Wednesday, November 19, 2003

Um, yay...

Massachusetts Court: State Wrong to Ban Gay Marriage

By Fred Barbash
Washington Post Staff Writer
Tuesday, November 18, 2003; 1:18 PM


Massachusetts' highest court today invalidated a state ban on same-sex marriages, ruling that the right to marry is "the right to marry the person of one's choice," regardless of gender.

It stopped short of immediately legalizing same-sex marriages, however, referring the issue to the Massachusetts legislature for action "appropriate" in light of the ruling.

By a 4-3 vote, the state's Supreme Judicial Court said Massachusetts was violating its state constitution by denying the "legal, financial and social benefits of marriage" to people of the same sex who wish to marry.

It rejected the state's chief argument in favor of the ban: that the purpose of marriage is "procreation." That, the court concluded, is largely a cover for "persistent prejudices" against homosexuals.

It then took the extraordinary step of redefining the common law definition of marriage in Massachusetts.

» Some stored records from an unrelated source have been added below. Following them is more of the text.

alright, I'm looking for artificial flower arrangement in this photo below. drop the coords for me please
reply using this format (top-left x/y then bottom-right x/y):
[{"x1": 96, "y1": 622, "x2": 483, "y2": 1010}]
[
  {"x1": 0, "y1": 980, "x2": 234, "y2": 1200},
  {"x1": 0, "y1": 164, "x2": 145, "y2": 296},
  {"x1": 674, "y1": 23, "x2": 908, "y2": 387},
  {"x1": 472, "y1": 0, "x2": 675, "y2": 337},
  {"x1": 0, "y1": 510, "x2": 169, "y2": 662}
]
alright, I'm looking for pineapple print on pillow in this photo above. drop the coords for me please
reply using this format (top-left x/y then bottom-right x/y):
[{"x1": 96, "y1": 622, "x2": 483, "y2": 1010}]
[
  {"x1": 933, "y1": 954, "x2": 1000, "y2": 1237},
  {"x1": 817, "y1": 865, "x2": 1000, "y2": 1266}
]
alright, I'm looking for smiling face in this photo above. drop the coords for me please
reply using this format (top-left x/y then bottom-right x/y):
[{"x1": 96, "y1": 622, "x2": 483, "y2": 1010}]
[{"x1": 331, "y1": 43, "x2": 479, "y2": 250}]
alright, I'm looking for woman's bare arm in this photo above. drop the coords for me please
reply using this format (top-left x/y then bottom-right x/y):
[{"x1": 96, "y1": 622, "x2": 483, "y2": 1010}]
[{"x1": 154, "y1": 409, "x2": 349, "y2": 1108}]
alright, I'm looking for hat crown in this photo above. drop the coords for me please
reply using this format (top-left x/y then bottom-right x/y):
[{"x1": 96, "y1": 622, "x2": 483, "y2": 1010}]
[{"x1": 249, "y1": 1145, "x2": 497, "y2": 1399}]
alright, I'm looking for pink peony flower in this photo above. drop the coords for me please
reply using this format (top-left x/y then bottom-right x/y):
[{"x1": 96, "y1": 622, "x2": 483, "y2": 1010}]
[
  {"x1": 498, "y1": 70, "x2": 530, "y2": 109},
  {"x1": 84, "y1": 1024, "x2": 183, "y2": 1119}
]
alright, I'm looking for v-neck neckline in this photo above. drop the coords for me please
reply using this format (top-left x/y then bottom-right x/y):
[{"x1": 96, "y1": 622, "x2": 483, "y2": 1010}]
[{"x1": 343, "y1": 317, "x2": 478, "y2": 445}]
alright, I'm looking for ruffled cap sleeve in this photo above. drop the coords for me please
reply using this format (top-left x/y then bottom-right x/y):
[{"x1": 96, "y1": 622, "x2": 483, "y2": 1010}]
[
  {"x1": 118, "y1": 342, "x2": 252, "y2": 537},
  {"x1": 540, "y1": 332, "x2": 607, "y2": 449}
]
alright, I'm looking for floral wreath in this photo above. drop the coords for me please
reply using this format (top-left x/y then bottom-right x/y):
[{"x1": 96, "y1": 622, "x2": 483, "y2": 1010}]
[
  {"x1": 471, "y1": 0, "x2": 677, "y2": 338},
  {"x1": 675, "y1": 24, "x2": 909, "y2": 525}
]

Marriage, under the law, is not merely a union between a man and a woman, the court said.

Rather, it is "the voluntary union of two persons as spouses, to the exclusion of all others."

It is a "civil right," Chief Justice Margaret H. Marshall wrote for the court, guaranteed by the state constitution's commitment to "the dignity and equality of all individuals."

Marshall left no doubt that the court expected conformance by the legislature. The "marriage ban," she wrote for the court, "works a deep and scarring hardship . . . for no rational reason."

The legislature, however, is free to amend the state constitution to overrule today's decision. There was some speculation today that a battle over a state constitutional amendment would be the next step in the Massachusetts controversy.

The ruling is similar to a 1999 Vermont Supreme Court decision, which led to its legislature's approval in 2000 of civil unions that give couples many same benefits of marriage.

The Massachusetts decision went further, however, by adhering to the concept of "marriage" alone. Marriages are recognizable across state lines. Civil unions are not.

Courts in Hawaii and Alaska have previously ruled that the states did not have a right to deny marriage to gay couples, but those decisions were overturned by the adoption of state constitutional amendments.

Gary Buseck, executive director of Gay & Lesbian Advocates & Defenders, said the seven couples who sued the state seeking the right to marry were "ecstatic" over the decision, which he called "a flat out victory," the Associated Press reported.

Massachusetts Gov. Mitt Romney, a Republican, criticized the court's decision and said he would support a state constitutional amendment.

Paul Martinek, editor of Lawyers Weekly USA, told the Associated Press that the ruling was "historic" even though it did not immediately legalize same-sex marriages.

"The court appeared to be on the verge of announcing that same sex couples have the right to same-sex marriage but they took a tiptoe back from the cliff and allowed the legislature to adopt something that is not marriage in name but in all other respects," Martinek said.

"This court is going one step further than Vermont. This court is saying marriage is required or the benefits of marriage are required. But they did put the ball back in the legislature's court," he said.

The Massachusetts court declined to order that marriage licenses be issued to the seven couples who brought the suit at issue today, choosing to let the legislature take action it considers "appropriate in light of this opinion."

Dissenting were Justices Francis X. Spina, Martha B. Sosman and Robert J. Cordy. They said the marriage laws were the province of the state legislature, not the court, which should not be substituting its judgment of that of popularly elected legislators.

All the couples who brought suit in April, 2001 had been together for long periods of time -- from 30 years to 7. The ranged in age from 60 to 35 and most had children. Included among the plaintiffs were an investment banker, an engineer, a business executive and a lawyer. All were denied marriage licenses.

The court said that "the benefits accessible only by way of a marriage license are enormous, touching nearly every aspect of life and death," including the ownership of property, the laws of inheritance, insurance coverage and especially, the "presumptions of legitimacy and parentage of children. . . . "

"Without the right to marry . . . one is excluded from the full range of human experience and denied full protection of the laws."

It rejected all of the state's stated rationales for such an exclusion, which included creating a "favorable setting for procreation" and "child-rearing." It concluded that the marriage restriction is really "rooted in persistent prejudices against persons who are (or who are believed to be) homosexual."

"It cannot be rational under our laws, and indeed it is not permitted, to penalize children by depriving them of State benefits because the State disapproves of their parents' sexual orientation."